On Wed, Jul 24, 2024, at 2:16 PM, Adhemerval Zanella Netto wrote: ... > The main problem with the BSD approach for glibc is in fact setjmp, as I > noted in the first patch. It means that usages like we do on > debug/tst-fortify.c will always abort: ... I think I'm okay with saying that any longjmp out of a signal handler really ought to be sigsetjmp/siglongjmp. Unlike Florian I would also be OK with changing plain setjmp/longjmp to restore the signal mask; as I said before, I think that's more likely to make existing problems go away than introduce new ones. Or we could split the difference and introduce a new feature test macro, _LONGJMP_RESTORE_SIGMASK perhaps. ... > 2. The BSD way, which is similar to 1. with the only difference it does > not use a lock. There still a race windows, albeit small. > > 3. Your suggestion to just unblock the signal and raise SIGABRT; and > fallback to exit if the handler returns. There is no lock, but there > is not guarantee that parent will see a abnormal terminal also. Let me clarify that what I was actually proposing is (2). I think the new POSIX language *permits* (3) but I don't think it would be a good idea to go that far. zw
On 24/07/24 15:39, Zack Weinberg wrote: > On Wed, Jul 24, 2024, at 2:16 PM, Adhemerval Zanella Netto wrote: > ... >> The main problem with the BSD approach for glibc is in fact setjmp, as I >> noted in the first patch. It means that usages like we do on >> debug/tst-fortify.c will always abort: > ... > > I think I'm okay with saying that any longjmp out of a signal handler really ought to be sigsetjmp/siglongjmp. Unlike Florian I would also be OK with changing plain setjmp/longjmp to restore the signal mask; as I said before, I think that's more likely to make existing problems go away than introduce new ones. Or we could split the difference and introduce a new feature test macro, _LONGJMP_RESTORE_SIGMASK perhaps. > > ... >> 2. The BSD way, which is similar to 1. with the only difference it does >> not use a lock. There still a race windows, albeit small. >> >> 3. Your suggestion to just unblock the signal and raise SIGABRT; and >> fallback to exit if the handler returns. There is no lock, but there >> is not guarantee that parent will see a abnormal terminal also. > > Let me clarify that what I was actually proposing is (2). I think the new POSIX language *permits* (3) but I don't think it would be a good idea to go that far. Right, so essentially current patch without the lock. I still think the lock is really cheap and it helps on other very unlikely corner cases (like the posix_spawn just after the new signal disposition), and make abort without any race condition.

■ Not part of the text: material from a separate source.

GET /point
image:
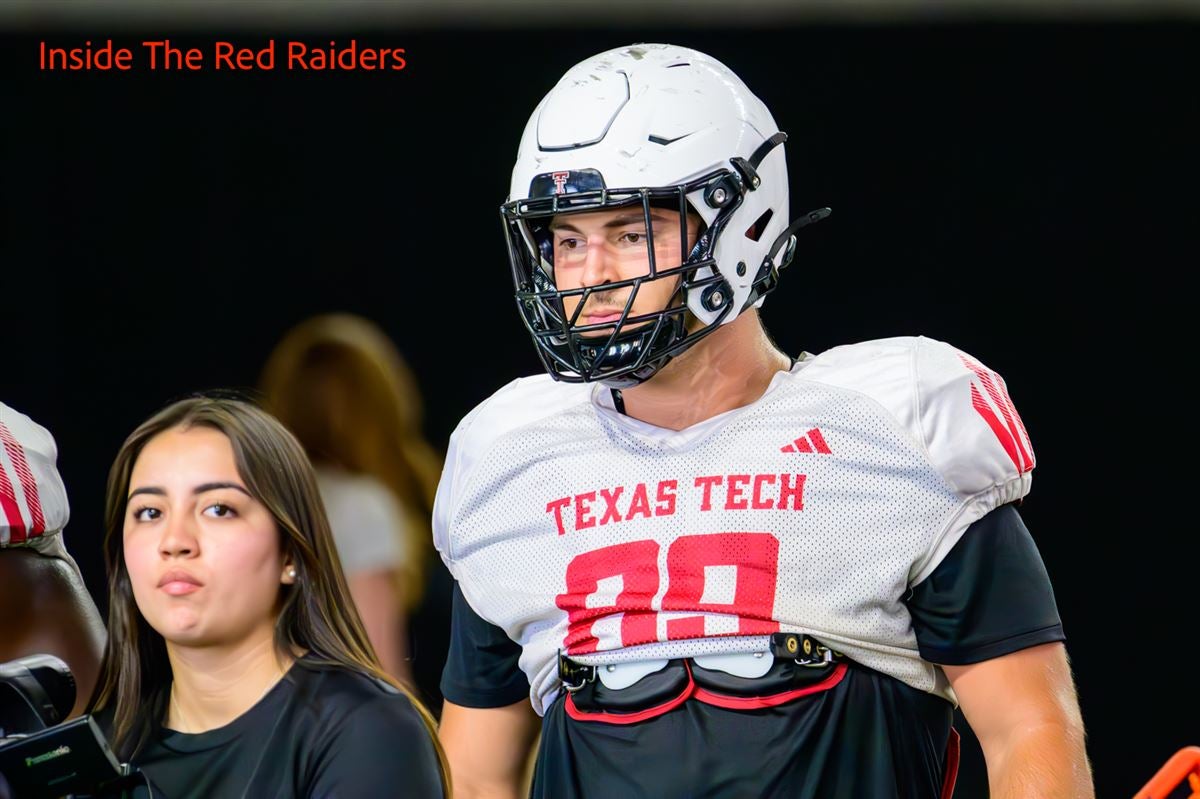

On Wed, Jul 24, 2024, at 2:52 PM, Adhemerval Zanella Netto wrote: > On 24/07/24 15:39, Zack Weinberg wrote: >> Let me clarify that what I was actually proposing is (2). I think the new POSIX language *permits* (3) but I don't think it would be a good idea to go that far. > > Right, so essentially current patch without the lock. I still think the lock > is really cheap and it helps on other very unlikely corner cases But the lock is the thing that makes abort not AS-safe! zw
> On 24 Jul 2024, at 18:01, Zack Weinberg <zack@owlfolio.org> wrote: > On Wed, Jul 24, 2024, at 2:52 PM, Adhemerval Zanella Netto wrote: >> On 24/07/24 15:39, Zack Weinberg wrote: >>> Let me clarify that what I was actually proposing is (2). I think the new POSIX language *permits* (3) but I don't think it would be a good idea to go that far. >> >> Right, so essentially current patch without the lock. I still think the lock >> is really cheap and it helps on other very unlikely corner cases > > But the lock is the thing that makes abort not AS-safe! > > zw The *recursive* lock is the main issue, where the current implementation tries to mitigate with a somewhat complex state machine. By blocking all signals and then taking the locking, we make sure there is no need to handle reentrancy.